Синельников широко, по-медвежьи кружился и, склонив голову, что-то говорил Лиде. Она слушала с рассеянной улыбкой и скользила глазами по кругу. Ее невнимание, видно, раздражало старпома, и он сердито вскидывал брови.

После танца Синельников все не отставал от Лиды, говорил, говорил, она же нетерпеливо мяла платок и оглядывала зал.

У самых дверей рядом со мной стоял боцман, покуривал в кулак и не глядел на танцующих. Синельников раза два оглянулся в нашу сторону, и я увидел его ироническую улыбку.

Нестройно грянули «На сопках Маньчжурии». Вскочил Генка-мотыль, крикнул срывающимся голосом:

— Дамский вальс! — и с громом уронил палки на барабан.

Закружились пары. А Лида все сидела, с тоскливым видом слушая разглагольствования Синельникова. «Будет танцевать или нет?» — гадал я. И тут, досадливо отмахнувшись от Синельникова, она встала и, лавируя между танцующими, направилась к двери. Парни со смехом взялись за руки:

— Не выпустим!

— Да я не ухожу, — строго сказала она. Парни расступились, открыв боцмана. Лида шагнула к нему. Он растерянно отлепился от косяка, торопливо притушил папиросу о каблук. Танцуя, боцман упрямо глядел вниз, чтоб не видеть разулыбавшихся парней. А у меня защемило сердце, потому что всегда больно глядеть на чужое счастье, если твое так далеко, а может быть, совсем его нет.

Барабан заухал невпопад: наверное, потеряв последнюю надежду, сбилось с ритма Генкино сердце, и всем стало слышно, как беспомощно и горестно оно колотится…

Далеко в океане нашли друг друга двое. А когда судьба одаривает кого-либо счастьем, отблеск этого счастья вселяет надежду, что где-то, когда-то оно разыщет и тебя. Оркестр умолк, только словно в забытьи несколько раз ухнул барабан. Лида взяла боцмана за руку и увела его из столовой. Он покорно поплелся за ней, и губы его растянулись в глупой широкой улыбке.

Танцы продолжались. Но я потерял к ним интерес, ушел на самую верхотуру, на капитанский мостик, чтобы побыть одному. Меня окружила ночь. Океан был черным. И я казался себе ничтожным, затерянным в этой ночи.

Да, я ни разу не сказал, что люблю Женьку. Тогда, на перроне, окруженный родней, я увидел и ее. Уезжая, я не просил Женьку провожать меня, и вот она пришла и стояла у беспрерывно хлопавших вокзальных дверей. Я пошел к ней. Мать недовольно поджала губы. Но мне вдруг стало жаль Женьку, и я проговорил с ней до самого последнего мига, когда надо было садиться в вагон. Она через силу улыбалась, а глаза ее были пасмурны.

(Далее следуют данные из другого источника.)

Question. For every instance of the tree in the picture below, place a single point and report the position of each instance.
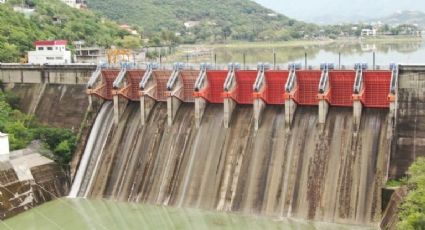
(131, 42)
(227, 31)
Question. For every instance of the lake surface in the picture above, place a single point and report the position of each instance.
(409, 51)
(102, 214)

«Напиши адрес». Я протянул Женьке карандаш и блокнот. Но, конечно, не адрес ее был мне нужен, я и так знал его, а какие-нибудь слова, хоть что-нибудь, что напоминало бы о ней в разлуке. Совсем не жалость заставила меня подойти к ней на вокзале, только я не хотел себе в этом признаться. И Женька поняла. «Возвращайся скорей», — торопливо вывела она на листочке.

Поезд дал гудок. Подоспел черед целоваться. И я поцеловал всех, кроме нее.

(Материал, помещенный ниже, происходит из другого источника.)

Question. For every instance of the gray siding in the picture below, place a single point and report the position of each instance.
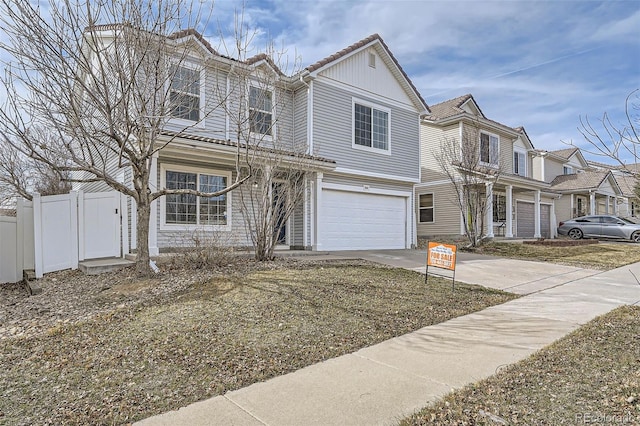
(333, 128)
(446, 213)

В поезде какой-то старичок, видевший мое прощание из окна, спросил:

«А та, черноглазая, невеста?»

«Нет, — беспечно ответил я, — так, знакомая».

Но, может быть, еще не поздно?.. Я кинулся в кубрик. Нашел блокнот. Долго вглядывался в те два слова, написанные торопливой вязью: «Возвращайся скорей». Вырвал из блокнота чистый лист, написал телеграмму. Пусть знает, что я помню о ней. И если не поздно — вернусь в ее переулок…

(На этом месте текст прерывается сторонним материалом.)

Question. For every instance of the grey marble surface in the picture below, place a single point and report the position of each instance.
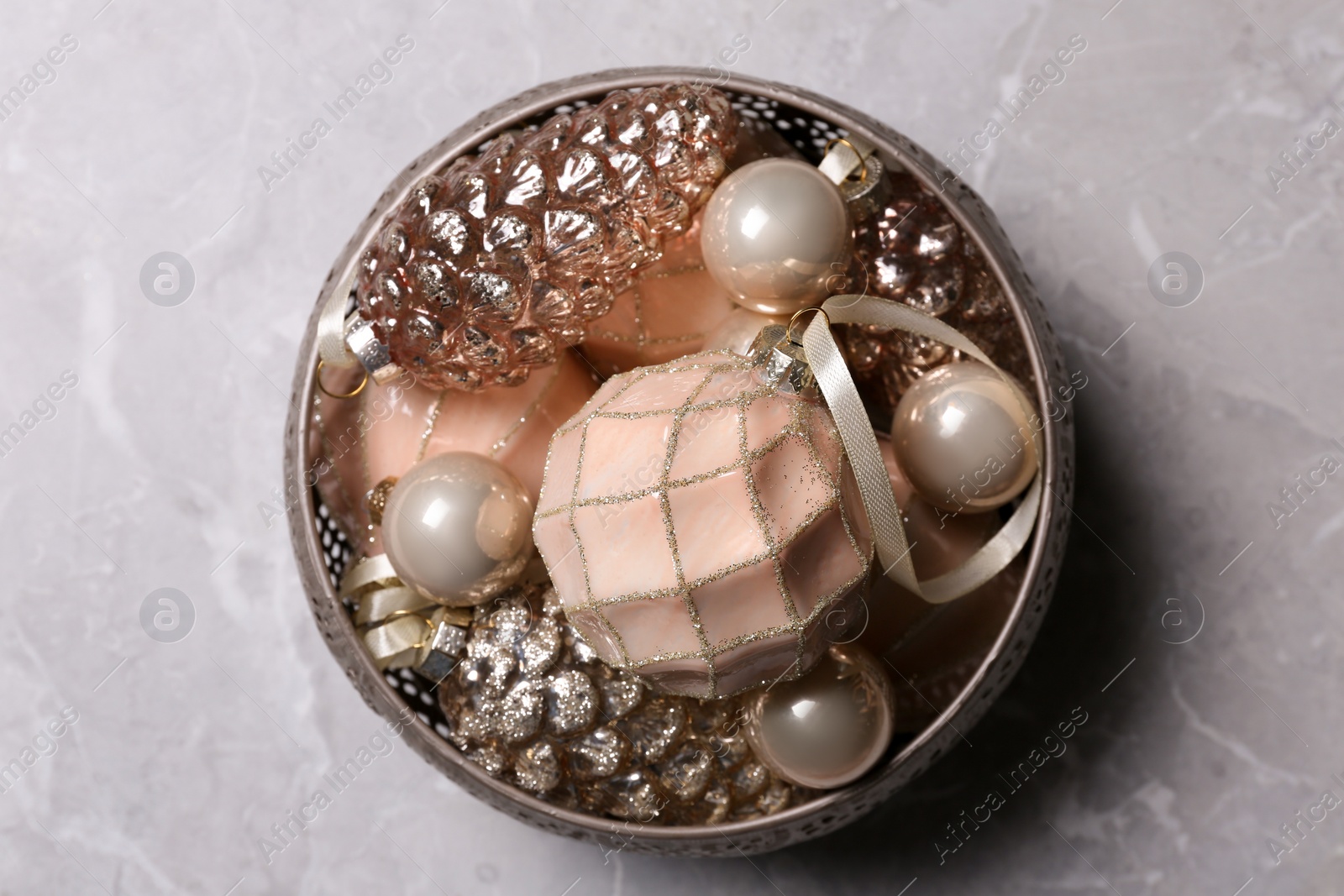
(150, 470)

Серафим в неизменной клетчатой рубахе склонился над столом и выстукивал бесконечные трели визгливых точек и тире. Я тронул его за плечо и протянул телеграмму. Он кивнул и начал ее читать, а я побыстрей исчез, чтоб не видеть его ехидных глаз.


В предутренние часы вахты, выпив у Серафима кофе, старпом со смешком спросил меня:

— Значит, и домой не зайдешь, а сразу к ней?

Кровь бросилась мне в голову.

— Подержите руль минутку, — глухо сказал я.

— Не тронь его, — отозвался старпом. — Серафим не виноват. Я же всю корреспонденцию подписываю. А вообще-то, скажу я тебе, не обязательно мчаться сломя голову. У нас в порту такие девочки — увидишь, все забудешь… — он помолчал, точно подыскивая слова. — Не торопись на всю жизнь связывать себя, еще неизвестно, чем счастье обернется…

Я вспомнил, как осенью, перед первым моим рейсом, когда на плавбазу пришли семьи матросов, познакомился я со старпомовским сыном.

Меня поставили на вахту, поскольку никто меня не провожал, и делать мне было нечего. В рубке крутился мальчуган лет пяти, курчавый, светленький, в матросском костюме.